Michele Decker, ScD, MPH, assistant professor in PFRH, is exploring whether the clinics can also serve as effective entry points to educate women about physical and sexual abuse and link them with support services.
“Evidence increasingly shows that young women bear the brunt of partner violence, and violence is associated with unintended pregnancy as well as other aspects of poor sexual and reproductive health,” she says.
In a pilot study at four Northern California family planning clinics, Decker and colleagues found significant declines in reports of reproductive coercion at clinics that screened for abuse. Reproductive coercion by a partner includes preventing a woman from using contraception or sabotaging her birth control method.
The study used “enhanced” screenings that emphasize education about abuse and referral to services. Clinicians also distribute wallet-sized “safety” cards to all women, listing hotlines, shelters and other resources.
“It removes the burden on the patient to disclose violence in that moment,” says Decker, who is working on a larger study to advance the pilot findings.
Comparing Apples to Pears
When it comes to matters of the heart, cardiovascular disease is not created equal.
“Heart disease in men and women looks different, and we’re not sure why,” says Morgana Mongraw-Chaffin.
While pain is a common heart attack symptom in both sexes, for example, women are more likely to experience atypical symptoms, including abdominal stress, back pain or shortness of breath—sometimes in the absence of chest discomfort.
“The way women put on fat is subcutaneous, whereas men put on fat more viscerally,” reflected in the traditional apple and pear shapes in men and women, explains Mongraw-Chaffin, whose research focuses on possible connections between sex hormones and body fat composition in men and women.
“Why do they put on fat differently, and does that help explain some of the differences we’re seeing in cardiovascular disease later in life?”
Mongraw-Chaffin hopes that her work can contribute to the development of more precise body mass index classifications in both men and women and among different racial groups.

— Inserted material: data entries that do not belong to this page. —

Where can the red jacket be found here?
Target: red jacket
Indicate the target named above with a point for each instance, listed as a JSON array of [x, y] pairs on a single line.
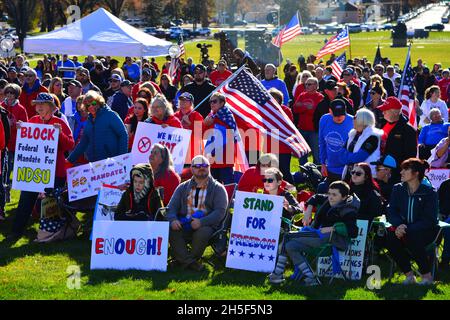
[[196, 146], [15, 113], [65, 143], [282, 147], [26, 99], [305, 105], [135, 89], [169, 181]]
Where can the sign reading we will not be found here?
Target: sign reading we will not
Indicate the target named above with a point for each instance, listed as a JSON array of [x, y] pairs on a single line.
[[35, 157]]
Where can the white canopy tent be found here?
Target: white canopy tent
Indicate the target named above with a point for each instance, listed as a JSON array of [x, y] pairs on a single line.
[[99, 33]]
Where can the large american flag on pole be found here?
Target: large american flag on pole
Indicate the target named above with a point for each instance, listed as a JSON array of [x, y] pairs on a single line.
[[289, 32], [338, 66], [337, 42], [407, 92], [248, 99]]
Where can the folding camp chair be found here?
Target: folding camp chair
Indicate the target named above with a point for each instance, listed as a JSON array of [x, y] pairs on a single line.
[[219, 239]]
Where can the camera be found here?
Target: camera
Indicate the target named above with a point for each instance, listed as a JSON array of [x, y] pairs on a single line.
[[204, 52]]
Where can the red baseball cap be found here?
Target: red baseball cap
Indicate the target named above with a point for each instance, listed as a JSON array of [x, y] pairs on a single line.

“If we can better understand differences in risks, we can better tailor research and population-level interventions to the people who need it most,” she says.
Holding Back Frailty
Geriatricians have long known what frailty looks like: hunched posture, halting movements, a slow gait and the loss of muscle mass.
However, instead of viewing frailty as separate symptoms, the Women’s Health and Aging Study (WHAS) team defined it as a syndrome and developed precise metrics (a frailty assessment) to identify it.
WHAS research, conducted at Hopkins from 1991 to 2011, has important implications in caring for a rapidly aging population—particularly for women who are disproportionately affected by frailty, says Karen Bandeen-Roche, PhD, Biostatistics chair. Frailty, for example, is associated with more severe responses to falls and other stressors.
Bandeen-Roche and WHAS colleagues Linda Fried, MD, MPH ’84, dean of Columbia University’s Mailman School of Public Health, and Jeremy Walston, MD, a professor of Medicine, hope to see the assessment adopted more widely as a diagnostic tool by clinicians.
Researchers now are exploring the biological determinants of frailty, which could lead to treatments to delay its onset. “The key idea is that it doesn’t result from a single insult to the body, but from widespread dysregulation in the system,” she says.